Two drugs, two price-setting tales

As governments worldwide slash prices on prescription meds, drugmakers in the U.S. are raising them. Cancer specialist Celgene ($CELG) has raised the price of its Revlimid pill for multiple myeloma by another 4.5 percent, just the latest in a series of Revlimid hikes. Meanwhile, Dainippon Sumitomo plans to slap a $14 per dose price tag on its new antipsychotic drug Latuda.

First, Celgene: Revlimid accounts for more than half of its 2009 revenue of $2.7 billion. One of the ways the company has been growing sales is by instituting a series of price increases. Celgene tells Dow Jones that increases usually are pegged to inflation, but the CPI hasn't grown anywhere close to 4.5 percent this year. Wells Fargo analyst Brian Abrahams had projected a price hike of about 1 percent in the U.S., Dow Jones says, compared with expected double-digit decreases in Europe.

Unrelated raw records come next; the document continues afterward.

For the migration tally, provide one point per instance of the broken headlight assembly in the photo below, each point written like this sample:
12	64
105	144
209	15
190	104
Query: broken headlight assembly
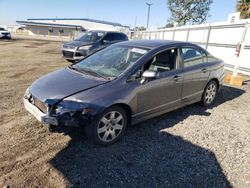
71	108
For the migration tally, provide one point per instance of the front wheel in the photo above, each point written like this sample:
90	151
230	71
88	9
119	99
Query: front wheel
209	93
108	127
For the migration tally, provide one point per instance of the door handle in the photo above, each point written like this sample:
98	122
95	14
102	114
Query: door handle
204	70
176	77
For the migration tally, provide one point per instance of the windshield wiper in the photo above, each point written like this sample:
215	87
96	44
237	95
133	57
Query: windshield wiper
92	72
88	71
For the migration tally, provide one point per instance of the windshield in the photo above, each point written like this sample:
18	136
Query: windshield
111	61
91	36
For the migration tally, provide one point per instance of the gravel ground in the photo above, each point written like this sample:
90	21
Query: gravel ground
190	147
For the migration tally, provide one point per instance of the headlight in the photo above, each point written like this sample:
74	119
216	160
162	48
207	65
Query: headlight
71	107
85	47
27	93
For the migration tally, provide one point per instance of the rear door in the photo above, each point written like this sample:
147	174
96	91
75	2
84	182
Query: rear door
195	71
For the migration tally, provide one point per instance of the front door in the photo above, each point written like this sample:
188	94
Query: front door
195	74
164	92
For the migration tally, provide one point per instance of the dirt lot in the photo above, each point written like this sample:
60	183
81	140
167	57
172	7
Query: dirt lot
190	147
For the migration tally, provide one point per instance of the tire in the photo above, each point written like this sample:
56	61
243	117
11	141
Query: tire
209	93
71	61
108	127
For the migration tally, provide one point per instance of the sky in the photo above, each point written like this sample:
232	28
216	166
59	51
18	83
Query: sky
126	12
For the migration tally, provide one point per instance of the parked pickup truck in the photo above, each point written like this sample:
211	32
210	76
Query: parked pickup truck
4	34
90	42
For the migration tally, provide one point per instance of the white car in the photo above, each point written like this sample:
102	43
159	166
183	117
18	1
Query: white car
4	34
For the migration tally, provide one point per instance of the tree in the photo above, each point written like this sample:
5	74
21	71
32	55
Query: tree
189	11
243	7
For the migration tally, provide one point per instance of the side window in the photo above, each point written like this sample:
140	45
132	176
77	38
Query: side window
108	37
124	37
164	61
117	37
192	56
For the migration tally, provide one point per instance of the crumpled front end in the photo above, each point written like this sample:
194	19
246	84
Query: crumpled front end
63	113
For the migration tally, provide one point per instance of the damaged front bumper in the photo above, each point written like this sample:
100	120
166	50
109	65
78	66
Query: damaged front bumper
66	119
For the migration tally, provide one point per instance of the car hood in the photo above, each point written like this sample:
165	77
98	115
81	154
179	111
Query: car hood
63	83
75	43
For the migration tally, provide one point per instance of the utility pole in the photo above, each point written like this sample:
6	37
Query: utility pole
149	5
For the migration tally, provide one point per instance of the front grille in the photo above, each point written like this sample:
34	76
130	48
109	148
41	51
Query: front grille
39	104
68	54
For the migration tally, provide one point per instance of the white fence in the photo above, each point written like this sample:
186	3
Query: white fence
219	39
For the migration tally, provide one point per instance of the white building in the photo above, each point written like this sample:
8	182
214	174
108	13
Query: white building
68	26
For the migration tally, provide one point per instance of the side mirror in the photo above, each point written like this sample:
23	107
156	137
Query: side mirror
148	74
135	76
106	42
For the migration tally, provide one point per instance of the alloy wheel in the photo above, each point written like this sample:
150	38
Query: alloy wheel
110	126
210	93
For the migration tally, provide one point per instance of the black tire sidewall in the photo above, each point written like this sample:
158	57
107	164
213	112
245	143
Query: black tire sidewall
91	130
204	103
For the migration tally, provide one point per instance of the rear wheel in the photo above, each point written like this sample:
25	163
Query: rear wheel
108	127
209	93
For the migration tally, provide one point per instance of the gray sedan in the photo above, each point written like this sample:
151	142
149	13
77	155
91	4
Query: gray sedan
123	84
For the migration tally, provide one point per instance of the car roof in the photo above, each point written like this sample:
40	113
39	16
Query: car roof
106	31
151	44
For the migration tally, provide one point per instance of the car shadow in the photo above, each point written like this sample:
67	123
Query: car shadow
145	157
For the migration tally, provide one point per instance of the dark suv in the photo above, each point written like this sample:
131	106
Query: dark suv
90	42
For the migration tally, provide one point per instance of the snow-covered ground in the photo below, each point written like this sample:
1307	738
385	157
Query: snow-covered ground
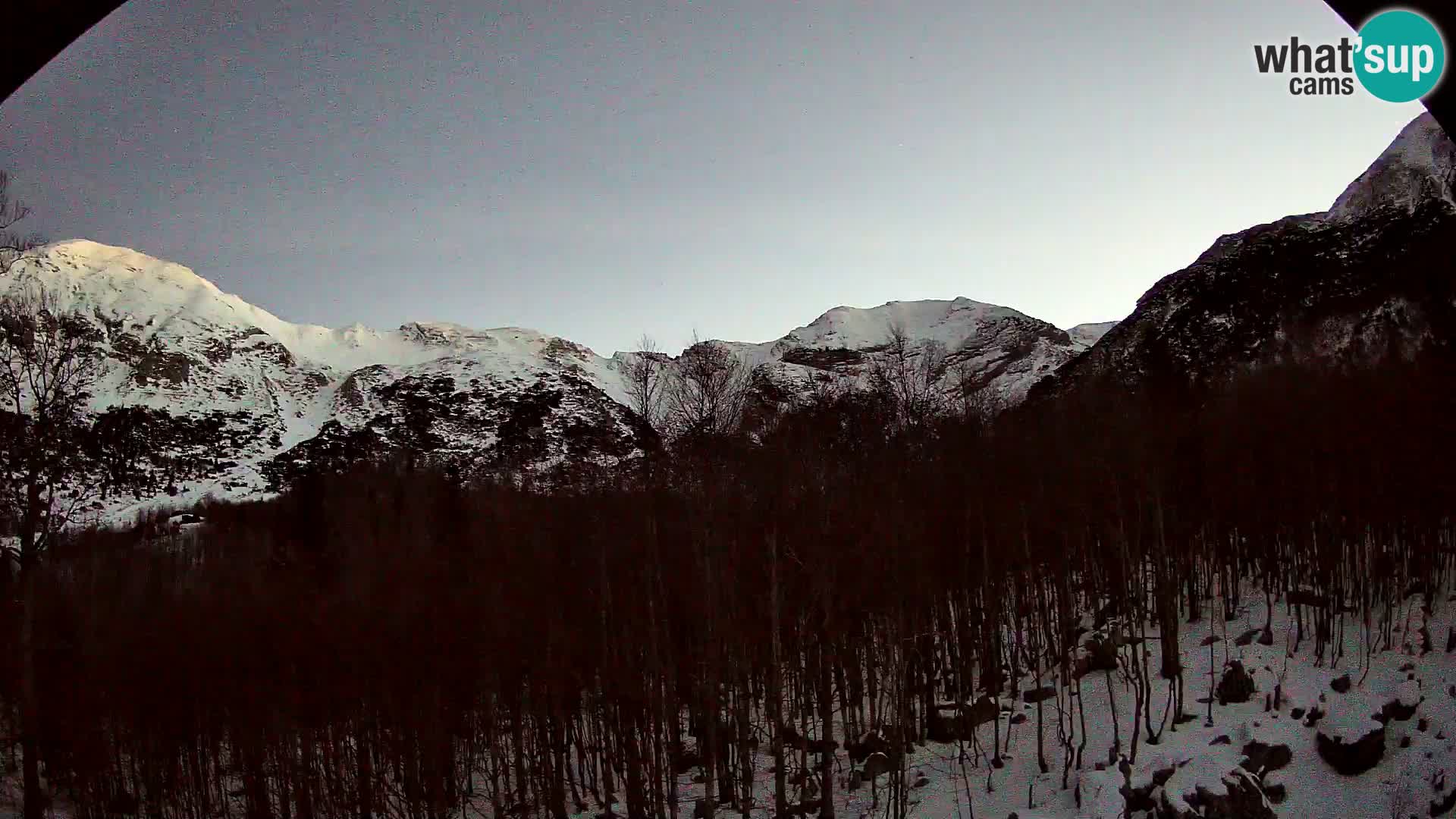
1420	752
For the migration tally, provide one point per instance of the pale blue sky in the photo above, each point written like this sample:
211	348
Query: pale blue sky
603	169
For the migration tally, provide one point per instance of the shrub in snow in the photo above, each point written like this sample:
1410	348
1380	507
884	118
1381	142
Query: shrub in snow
1237	684
1260	758
1351	751
1234	795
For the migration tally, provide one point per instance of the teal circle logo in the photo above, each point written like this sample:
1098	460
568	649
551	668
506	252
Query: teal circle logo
1401	55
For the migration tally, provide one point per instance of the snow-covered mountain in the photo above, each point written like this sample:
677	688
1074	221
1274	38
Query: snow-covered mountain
1372	275
237	401
971	343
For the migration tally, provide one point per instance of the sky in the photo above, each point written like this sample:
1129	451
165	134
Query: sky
733	168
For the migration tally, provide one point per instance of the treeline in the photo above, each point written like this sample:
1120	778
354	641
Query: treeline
397	643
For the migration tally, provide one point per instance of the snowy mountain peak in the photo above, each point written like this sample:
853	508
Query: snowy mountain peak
932	319
1091	333
1420	164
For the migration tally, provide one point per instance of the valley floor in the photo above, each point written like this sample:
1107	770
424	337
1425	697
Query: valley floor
1420	752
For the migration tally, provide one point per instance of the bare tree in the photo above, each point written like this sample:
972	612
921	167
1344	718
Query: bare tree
644	376
14	245
49	363
707	390
910	378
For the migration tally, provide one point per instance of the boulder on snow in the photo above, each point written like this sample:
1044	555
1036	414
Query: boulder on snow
1351	758
1038	694
1237	684
1237	796
1097	656
1260	758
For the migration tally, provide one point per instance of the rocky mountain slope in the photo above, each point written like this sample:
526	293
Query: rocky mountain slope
1370	276
206	394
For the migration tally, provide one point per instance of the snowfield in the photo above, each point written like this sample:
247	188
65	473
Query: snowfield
1194	760
280	395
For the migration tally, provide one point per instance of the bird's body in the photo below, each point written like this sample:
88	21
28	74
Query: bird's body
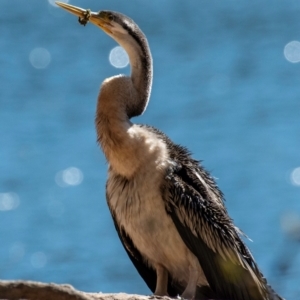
168	211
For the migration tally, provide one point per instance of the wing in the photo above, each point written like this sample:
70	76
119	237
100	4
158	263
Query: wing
146	272
204	225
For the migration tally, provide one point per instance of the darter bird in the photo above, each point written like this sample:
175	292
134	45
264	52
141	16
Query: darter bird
167	209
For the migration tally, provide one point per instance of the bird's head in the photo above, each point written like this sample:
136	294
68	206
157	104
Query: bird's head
116	25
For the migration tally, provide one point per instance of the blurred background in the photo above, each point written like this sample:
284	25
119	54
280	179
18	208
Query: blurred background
226	85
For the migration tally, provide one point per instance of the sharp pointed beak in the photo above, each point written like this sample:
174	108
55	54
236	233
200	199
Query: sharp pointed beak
77	11
85	16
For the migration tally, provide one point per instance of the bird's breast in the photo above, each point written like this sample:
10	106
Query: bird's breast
139	208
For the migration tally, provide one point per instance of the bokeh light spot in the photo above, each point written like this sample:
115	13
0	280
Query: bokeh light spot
52	2
38	260
9	201
40	58
295	177
118	57
69	177
292	51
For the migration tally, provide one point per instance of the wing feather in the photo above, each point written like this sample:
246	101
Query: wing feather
207	230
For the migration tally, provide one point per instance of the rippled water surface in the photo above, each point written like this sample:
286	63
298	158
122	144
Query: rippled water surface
226	85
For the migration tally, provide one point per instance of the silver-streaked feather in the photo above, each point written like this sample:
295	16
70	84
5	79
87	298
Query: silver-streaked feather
168	211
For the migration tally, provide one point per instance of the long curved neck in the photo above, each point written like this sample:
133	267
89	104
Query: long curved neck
122	97
140	58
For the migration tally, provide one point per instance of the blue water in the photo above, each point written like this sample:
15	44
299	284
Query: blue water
222	87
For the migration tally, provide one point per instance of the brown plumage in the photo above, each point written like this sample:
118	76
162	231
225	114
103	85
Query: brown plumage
168	211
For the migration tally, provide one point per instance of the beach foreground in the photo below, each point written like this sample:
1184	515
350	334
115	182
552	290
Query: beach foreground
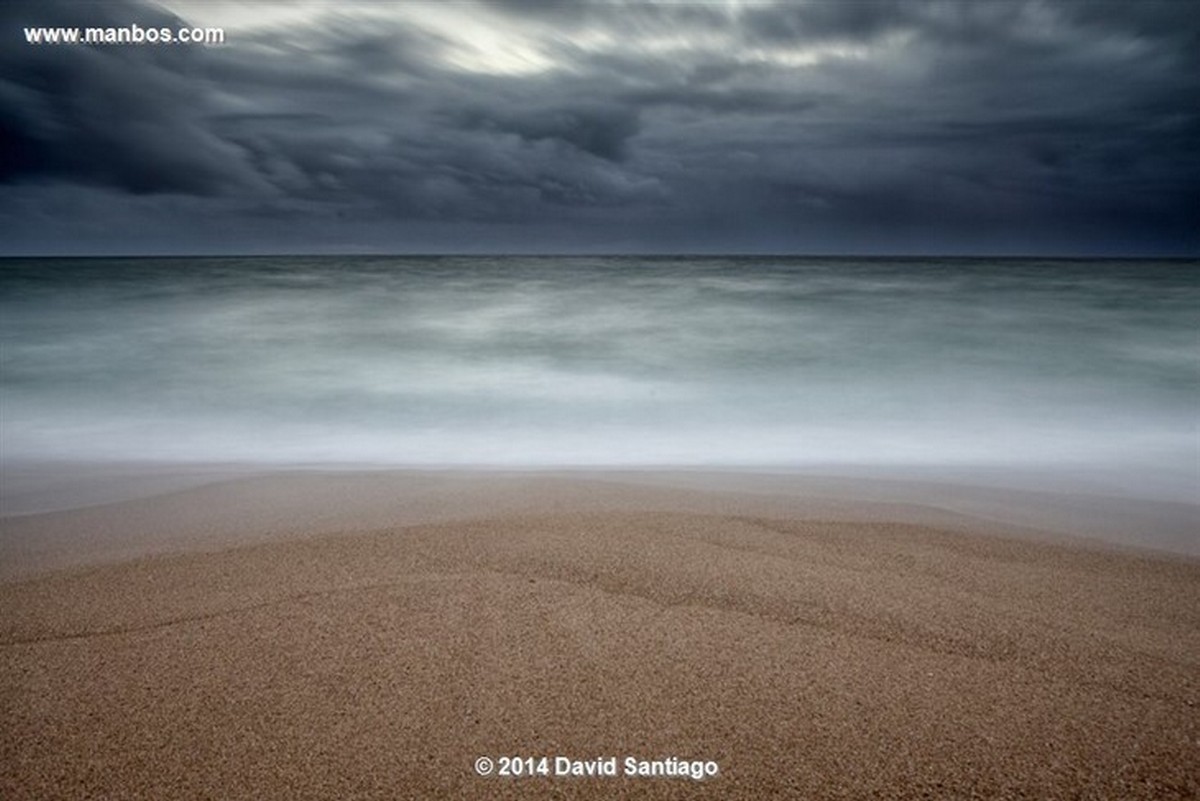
369	636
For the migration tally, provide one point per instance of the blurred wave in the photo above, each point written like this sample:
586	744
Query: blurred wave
624	361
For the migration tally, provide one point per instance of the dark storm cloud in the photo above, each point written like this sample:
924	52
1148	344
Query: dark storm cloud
119	116
516	125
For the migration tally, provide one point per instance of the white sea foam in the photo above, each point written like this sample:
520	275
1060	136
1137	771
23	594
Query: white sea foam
1048	365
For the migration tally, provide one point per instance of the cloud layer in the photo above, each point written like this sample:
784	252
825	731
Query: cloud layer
857	127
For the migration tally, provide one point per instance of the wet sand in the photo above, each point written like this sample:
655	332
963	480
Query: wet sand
323	634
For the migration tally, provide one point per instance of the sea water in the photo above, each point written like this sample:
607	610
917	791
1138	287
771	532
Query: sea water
547	361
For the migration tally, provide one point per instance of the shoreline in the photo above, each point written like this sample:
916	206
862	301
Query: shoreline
372	634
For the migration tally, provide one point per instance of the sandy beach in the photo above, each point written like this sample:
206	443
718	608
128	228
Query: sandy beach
319	634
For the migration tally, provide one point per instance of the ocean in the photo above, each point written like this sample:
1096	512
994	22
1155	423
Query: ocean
1067	367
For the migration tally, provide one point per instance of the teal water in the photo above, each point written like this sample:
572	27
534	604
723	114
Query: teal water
606	361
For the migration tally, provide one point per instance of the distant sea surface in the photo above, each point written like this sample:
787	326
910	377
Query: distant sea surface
516	361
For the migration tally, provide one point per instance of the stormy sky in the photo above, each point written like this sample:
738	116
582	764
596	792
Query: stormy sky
857	127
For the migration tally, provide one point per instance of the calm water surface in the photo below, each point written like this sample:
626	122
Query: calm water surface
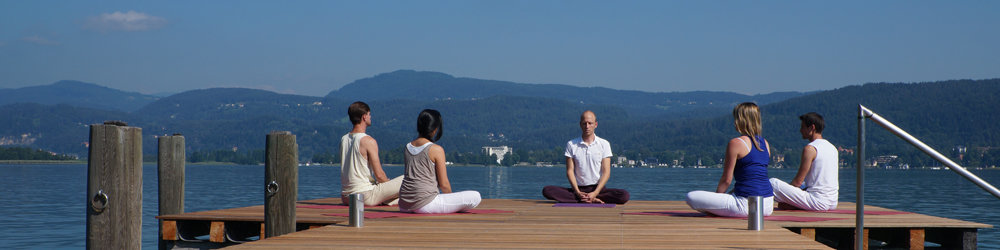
44	205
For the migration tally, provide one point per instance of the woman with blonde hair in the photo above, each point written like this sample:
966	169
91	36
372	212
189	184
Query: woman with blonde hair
746	160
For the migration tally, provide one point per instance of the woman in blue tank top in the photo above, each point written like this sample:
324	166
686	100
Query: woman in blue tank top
746	161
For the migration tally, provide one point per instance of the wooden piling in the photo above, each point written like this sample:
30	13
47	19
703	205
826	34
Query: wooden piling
280	183
170	175
114	187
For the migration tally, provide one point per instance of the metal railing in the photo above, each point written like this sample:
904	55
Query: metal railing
865	113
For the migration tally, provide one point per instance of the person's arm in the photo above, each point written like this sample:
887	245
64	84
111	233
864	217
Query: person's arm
437	156
808	155
729	164
605	175
571	176
369	149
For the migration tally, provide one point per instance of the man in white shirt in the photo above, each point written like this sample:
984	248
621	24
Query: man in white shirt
360	169
588	167
818	171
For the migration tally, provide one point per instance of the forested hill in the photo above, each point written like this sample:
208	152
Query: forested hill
78	94
945	114
429	86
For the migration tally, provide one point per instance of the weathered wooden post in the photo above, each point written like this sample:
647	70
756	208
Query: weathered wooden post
170	175
281	182
114	187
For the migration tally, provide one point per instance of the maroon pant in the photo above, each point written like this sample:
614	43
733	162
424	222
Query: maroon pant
566	195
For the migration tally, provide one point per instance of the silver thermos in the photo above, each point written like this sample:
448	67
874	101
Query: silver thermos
357	207
755	219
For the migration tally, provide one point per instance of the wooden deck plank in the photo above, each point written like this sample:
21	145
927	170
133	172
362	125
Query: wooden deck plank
536	224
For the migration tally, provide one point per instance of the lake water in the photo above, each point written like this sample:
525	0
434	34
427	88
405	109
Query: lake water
43	206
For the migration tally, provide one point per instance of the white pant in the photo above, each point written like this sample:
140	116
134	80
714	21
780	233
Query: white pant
786	193
727	205
450	203
383	193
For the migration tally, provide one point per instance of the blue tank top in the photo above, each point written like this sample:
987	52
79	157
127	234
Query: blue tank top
751	173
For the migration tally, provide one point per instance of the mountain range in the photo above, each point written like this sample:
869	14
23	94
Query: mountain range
529	117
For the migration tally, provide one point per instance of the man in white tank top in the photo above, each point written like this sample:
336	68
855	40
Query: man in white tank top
818	171
360	169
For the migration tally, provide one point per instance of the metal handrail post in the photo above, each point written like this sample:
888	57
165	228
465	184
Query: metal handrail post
931	152
859	222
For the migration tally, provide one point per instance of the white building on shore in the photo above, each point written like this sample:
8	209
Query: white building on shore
499	151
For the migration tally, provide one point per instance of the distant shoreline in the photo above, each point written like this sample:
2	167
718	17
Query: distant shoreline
40	162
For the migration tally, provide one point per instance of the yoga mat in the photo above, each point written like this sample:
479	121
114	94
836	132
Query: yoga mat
379	215
844	211
607	205
333	206
770	218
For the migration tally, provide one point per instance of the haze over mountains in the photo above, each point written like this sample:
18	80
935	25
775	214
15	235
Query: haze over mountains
530	117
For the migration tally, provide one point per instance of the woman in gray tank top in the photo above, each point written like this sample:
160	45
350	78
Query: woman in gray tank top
426	173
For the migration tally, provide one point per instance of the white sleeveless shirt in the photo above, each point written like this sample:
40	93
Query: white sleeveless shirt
355	176
822	179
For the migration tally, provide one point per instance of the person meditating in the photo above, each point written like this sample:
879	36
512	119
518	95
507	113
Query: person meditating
426	173
818	171
588	167
359	162
746	160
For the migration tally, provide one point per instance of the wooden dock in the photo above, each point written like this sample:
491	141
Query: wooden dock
537	224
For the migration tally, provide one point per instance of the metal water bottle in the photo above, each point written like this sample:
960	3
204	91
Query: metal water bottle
755	219
357	207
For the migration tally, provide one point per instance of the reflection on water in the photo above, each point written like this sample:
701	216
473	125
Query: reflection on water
497	177
44	205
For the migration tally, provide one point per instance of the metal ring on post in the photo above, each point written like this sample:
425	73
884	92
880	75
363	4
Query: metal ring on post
99	202
272	188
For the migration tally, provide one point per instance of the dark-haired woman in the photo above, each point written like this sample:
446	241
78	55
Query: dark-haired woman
426	173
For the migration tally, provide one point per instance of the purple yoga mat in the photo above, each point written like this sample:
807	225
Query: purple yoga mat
607	205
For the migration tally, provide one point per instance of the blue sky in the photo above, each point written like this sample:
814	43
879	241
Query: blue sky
313	47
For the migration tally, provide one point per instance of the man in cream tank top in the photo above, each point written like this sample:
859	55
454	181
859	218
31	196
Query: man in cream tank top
360	169
818	171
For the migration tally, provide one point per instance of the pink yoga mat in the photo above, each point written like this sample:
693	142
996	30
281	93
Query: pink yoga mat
771	218
333	206
379	215
607	205
844	211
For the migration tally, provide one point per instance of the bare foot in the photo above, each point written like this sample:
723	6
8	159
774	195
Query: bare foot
786	206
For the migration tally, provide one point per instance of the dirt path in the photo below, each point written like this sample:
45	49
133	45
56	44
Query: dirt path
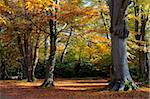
66	89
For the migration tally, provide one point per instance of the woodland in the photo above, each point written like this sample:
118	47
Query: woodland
74	49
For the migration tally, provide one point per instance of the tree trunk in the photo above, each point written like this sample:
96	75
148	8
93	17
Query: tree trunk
45	49
65	49
49	77
22	60
142	45
121	79
27	57
36	56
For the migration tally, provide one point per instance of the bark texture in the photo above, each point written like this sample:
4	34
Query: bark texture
29	58
121	78
49	77
66	45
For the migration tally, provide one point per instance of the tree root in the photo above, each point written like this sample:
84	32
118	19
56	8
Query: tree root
122	86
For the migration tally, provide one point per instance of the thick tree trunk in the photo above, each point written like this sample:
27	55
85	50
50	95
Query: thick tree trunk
22	60
142	45
36	56
45	49
49	77
27	57
65	49
121	79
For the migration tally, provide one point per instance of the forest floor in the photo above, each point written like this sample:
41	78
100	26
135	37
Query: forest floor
67	89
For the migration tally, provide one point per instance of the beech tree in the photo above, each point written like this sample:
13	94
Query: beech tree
121	78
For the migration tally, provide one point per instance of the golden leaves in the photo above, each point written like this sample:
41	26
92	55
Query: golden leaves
38	6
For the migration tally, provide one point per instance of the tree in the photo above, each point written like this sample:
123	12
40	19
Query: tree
121	78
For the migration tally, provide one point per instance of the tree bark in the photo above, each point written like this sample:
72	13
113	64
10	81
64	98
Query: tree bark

Dainippon's pricing on Latuda is predicated on its safety profile, the company says, which also must be its selling point in a market that is already crowded with atypical antipsychotics, including low-cost generics. "Products like (AstraZeneca's) Seroquel and (Eli Lilly's) Zyprexa, which are market leading products, cause significant weight gain, lipid and glucose issues," Dainippon unit Sunovion's COO Mark Iwicki told Reuters. "And our profile on those cardiovascular risk issues look very, very good."

A price of $14 a dose would put annual treatment at $5,000. Still, as Reuters points out, that's not as expensive as the other new antipsychotic, Vanda Pharmaceuticals' Fanapt.